Actually, this first one is for both Italy and France: Acknowledge the shopkeeper when you enter her/his shop. Unlike in the US, where you’ll probably never see the person waiting on you again, most of the people behind the counter are the owners — particularly in the smaller towns — and they’ll be there day after day. It really is their second home, so be as courteous as you’d be if you were their guest, and give them a hello when you enter and a goodbye when you leave.

Restaurant etiquette #1: Don’t just sit down. Wait for someone to direct you to a table.

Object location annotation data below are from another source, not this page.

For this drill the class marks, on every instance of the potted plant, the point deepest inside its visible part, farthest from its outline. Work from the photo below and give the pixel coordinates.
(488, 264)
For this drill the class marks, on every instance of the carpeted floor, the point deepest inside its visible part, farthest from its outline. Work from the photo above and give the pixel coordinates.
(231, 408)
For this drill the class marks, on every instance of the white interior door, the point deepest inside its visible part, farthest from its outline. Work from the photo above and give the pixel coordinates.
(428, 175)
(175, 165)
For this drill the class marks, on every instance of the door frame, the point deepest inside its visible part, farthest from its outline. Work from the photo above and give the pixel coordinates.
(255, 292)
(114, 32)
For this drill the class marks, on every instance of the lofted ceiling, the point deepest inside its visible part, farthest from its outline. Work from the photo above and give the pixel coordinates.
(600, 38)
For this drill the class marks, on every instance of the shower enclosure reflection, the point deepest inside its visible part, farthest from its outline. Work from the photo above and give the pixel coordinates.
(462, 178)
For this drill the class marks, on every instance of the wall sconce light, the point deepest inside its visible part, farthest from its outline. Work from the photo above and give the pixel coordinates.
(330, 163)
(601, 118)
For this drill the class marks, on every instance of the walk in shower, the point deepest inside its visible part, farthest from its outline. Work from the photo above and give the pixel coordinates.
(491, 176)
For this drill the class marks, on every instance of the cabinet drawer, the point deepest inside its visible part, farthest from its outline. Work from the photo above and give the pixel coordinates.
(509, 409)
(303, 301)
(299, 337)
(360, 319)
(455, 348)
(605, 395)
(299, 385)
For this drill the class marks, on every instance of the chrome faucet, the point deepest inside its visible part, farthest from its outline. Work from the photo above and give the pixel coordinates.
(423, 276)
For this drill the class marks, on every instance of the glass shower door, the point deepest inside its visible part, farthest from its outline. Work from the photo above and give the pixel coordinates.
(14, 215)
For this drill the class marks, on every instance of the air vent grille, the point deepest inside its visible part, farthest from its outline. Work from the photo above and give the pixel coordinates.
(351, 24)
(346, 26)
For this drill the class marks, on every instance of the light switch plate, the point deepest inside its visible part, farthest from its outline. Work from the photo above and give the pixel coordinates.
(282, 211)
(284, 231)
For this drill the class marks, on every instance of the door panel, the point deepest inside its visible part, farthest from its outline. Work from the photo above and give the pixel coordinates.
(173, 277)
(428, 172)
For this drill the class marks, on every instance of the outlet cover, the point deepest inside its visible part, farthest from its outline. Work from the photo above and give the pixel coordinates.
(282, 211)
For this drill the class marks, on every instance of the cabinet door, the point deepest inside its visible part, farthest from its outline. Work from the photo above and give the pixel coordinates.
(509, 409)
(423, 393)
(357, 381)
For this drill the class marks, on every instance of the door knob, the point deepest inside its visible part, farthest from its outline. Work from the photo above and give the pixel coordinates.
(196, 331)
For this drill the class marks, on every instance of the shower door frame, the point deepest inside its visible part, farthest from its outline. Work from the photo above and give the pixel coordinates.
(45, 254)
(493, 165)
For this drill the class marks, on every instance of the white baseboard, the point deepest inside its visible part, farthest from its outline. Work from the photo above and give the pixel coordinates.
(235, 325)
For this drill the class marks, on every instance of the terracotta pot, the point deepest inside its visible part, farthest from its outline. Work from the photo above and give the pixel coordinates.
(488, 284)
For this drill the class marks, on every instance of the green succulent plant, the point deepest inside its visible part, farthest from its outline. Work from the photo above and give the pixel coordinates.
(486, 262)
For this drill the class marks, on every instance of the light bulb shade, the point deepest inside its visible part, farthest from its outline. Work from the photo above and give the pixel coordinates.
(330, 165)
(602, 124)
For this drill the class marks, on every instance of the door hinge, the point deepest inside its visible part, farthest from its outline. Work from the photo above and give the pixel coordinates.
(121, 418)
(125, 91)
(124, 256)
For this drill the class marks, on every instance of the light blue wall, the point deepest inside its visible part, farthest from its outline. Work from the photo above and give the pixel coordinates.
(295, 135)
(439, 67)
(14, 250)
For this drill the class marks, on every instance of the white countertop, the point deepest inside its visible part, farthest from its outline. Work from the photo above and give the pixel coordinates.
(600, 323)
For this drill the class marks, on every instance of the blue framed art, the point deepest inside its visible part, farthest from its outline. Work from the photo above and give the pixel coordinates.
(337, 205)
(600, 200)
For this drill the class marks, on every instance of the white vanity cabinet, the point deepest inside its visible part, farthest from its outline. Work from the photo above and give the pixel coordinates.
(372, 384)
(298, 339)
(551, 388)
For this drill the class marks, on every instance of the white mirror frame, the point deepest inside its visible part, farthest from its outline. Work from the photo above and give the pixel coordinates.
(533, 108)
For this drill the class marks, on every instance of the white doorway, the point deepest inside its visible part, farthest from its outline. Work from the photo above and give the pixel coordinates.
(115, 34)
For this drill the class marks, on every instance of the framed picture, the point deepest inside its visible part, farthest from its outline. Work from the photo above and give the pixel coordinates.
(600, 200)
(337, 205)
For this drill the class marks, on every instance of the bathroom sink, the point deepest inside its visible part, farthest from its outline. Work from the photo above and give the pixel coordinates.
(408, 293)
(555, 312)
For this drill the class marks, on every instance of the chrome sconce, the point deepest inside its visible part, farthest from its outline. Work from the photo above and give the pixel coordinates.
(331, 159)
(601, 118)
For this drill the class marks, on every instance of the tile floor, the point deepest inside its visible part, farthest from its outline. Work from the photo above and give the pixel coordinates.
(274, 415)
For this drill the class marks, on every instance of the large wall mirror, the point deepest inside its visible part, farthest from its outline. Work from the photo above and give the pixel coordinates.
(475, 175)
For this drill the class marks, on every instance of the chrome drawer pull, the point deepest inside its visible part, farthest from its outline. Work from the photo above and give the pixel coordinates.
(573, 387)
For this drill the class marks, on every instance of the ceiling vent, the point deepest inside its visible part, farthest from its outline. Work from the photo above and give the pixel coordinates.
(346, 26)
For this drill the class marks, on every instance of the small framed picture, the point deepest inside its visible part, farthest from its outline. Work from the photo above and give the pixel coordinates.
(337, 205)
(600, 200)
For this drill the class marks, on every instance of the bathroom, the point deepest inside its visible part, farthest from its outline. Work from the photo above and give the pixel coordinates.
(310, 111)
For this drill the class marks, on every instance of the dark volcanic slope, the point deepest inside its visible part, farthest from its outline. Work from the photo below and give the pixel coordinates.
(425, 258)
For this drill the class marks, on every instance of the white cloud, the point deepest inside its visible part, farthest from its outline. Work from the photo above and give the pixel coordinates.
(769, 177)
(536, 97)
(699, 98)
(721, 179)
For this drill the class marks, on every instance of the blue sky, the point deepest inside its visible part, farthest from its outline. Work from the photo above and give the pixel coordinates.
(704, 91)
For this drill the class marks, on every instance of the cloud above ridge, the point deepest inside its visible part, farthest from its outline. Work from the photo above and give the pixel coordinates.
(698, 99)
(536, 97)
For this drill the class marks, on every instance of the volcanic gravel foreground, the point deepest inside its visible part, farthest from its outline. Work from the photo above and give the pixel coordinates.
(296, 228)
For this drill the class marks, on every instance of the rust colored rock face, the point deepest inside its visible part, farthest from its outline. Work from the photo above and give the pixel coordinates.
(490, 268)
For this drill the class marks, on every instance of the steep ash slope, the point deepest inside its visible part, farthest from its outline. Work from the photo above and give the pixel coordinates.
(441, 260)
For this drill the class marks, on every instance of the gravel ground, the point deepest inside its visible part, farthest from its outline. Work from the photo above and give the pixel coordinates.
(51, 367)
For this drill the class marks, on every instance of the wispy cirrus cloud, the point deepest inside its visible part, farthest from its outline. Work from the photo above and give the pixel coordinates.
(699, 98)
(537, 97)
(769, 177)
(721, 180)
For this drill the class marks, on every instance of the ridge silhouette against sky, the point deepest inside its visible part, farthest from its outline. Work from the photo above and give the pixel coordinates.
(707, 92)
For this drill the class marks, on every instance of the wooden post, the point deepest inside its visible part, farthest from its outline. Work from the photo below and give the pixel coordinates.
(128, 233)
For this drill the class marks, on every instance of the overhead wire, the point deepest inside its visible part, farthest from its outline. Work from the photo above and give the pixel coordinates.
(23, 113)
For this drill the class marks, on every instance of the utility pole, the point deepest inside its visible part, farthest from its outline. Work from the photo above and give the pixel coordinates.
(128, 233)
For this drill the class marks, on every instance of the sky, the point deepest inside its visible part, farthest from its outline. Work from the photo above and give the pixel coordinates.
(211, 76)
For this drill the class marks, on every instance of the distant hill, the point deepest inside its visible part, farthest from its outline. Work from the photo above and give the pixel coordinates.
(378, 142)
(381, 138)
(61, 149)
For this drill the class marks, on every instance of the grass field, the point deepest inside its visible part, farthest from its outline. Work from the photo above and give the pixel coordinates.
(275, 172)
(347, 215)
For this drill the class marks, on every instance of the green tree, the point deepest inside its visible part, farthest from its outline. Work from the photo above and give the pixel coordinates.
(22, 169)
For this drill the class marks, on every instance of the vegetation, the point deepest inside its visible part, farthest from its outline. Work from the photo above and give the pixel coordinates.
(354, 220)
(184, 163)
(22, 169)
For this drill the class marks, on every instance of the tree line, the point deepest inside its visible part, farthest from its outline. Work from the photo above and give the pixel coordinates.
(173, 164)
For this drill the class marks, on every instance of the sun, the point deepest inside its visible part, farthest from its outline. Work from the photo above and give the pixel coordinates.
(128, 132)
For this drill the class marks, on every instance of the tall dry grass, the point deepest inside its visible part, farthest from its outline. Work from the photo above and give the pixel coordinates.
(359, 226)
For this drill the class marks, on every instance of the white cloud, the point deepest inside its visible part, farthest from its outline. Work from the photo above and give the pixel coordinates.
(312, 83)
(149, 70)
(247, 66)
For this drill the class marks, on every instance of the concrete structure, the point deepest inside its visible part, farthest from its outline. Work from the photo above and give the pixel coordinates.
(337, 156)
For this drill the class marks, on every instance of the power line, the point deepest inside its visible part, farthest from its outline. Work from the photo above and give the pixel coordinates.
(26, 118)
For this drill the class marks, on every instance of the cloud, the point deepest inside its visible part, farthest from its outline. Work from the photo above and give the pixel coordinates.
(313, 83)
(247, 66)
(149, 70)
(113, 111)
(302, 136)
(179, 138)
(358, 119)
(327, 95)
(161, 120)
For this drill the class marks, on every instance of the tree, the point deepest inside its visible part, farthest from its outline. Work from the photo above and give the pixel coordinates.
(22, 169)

Restaurant etiquette #2: The first question you’ll be asked is what kind of water you’d like. They do not ask IF you’d like water. The answers are naturale (still water) or frizzante (sparkling). (You could also say gassata, which means the same thing.) Since these are both mineral waters, acqua minerale is not a helpful answer. Unlike in Germany or Switzerland, where we’ve paid up to $10 for a bottle of water, you seldom pay more than $2 in Italy. I suppose you could always say you don’t want any water, or just a glass of acqua di rubinetto (tap water), but….well…’s not often done…..and aren’t we talking here about cultural differences you want to practice?

Restaurant etiquette #3: Just like the shops in the smaller towns where the owners work all the time, the restaurants are also mostly family-run. You will often see 1 person doing the job that would be done by 3 or 4 people in the US. So be patient. The same goes with the food. Mamma or nonna might be alone in the kitchen churning out all the meals. Good as she is – it’s impossible for her to have the plates for a table of 4 come out at the same time……

Restaurant etiquette #3-A: ……And since you should eat your meal at the proper temperature, it means people should start as soon as the food arrives and not wait for everyone to be served. I know it seems impolite to us, but to Italians, it’s even more impolite to disrespect your meal by not eating it as it should be eaten.

Restaurant etiquette #3-B: When I said “proper temperature” in the previous paragraph, I should point out that Italian food is normally neither very hot nor very cold. You MIGHT burn the roof of your mouth on pizza cheese, but that would be the only real possibility. Even coffee will be served so you can drink it now rather than having to wait 5 minutes to let it cool down. And as for chilled foods – I’ve seldom had either my white wine or my acqua frizzante as cold as I like them….not that I’m complaining. “Moderation” is the key word when it comes to “proper temperature” for eating…..

…..And “moderation” is also the word when it comes to drinking. If someone is loud and drunk, there’s at least an 80% chance the person is American, and a 99% chance they’re not Italian. Italians have been drinking since they were children tasting Uncle Giovanni’s homemade wine at family dinners. It is a part of everyday life, and they respect it as such. With our history of restrictive drinking laws, our young people often go wild once they hit Italy. If there’s a broken bottle in the street, there are probably American fingerprints on it. While American youth often look at drinking too much as being the measurement of how much fun they’re having, Italians learn early that being drunk is brutta figura, which loosely means appearing in a way that will be looked down upon – and that’s something NO Italian wants.

Last on today’s list is Lane Discipline. I believe I’ve mentioned this before, but it won’t hurt to remind you that on the road, you pass on the left, drive on the right. You should NOT get in the left lane and clog traffic for miles behind you. If you aren’t actively in the process of passing someone, stay on the right.

So — I don’t think any of these nods to Italian culture fall into the eating-sheep-eyes category,  In fact, now that I’ve re-read them, I see that it’s more like saying “please” and “thank you”.  Maybe your mother really was right:  it’s all about good manners.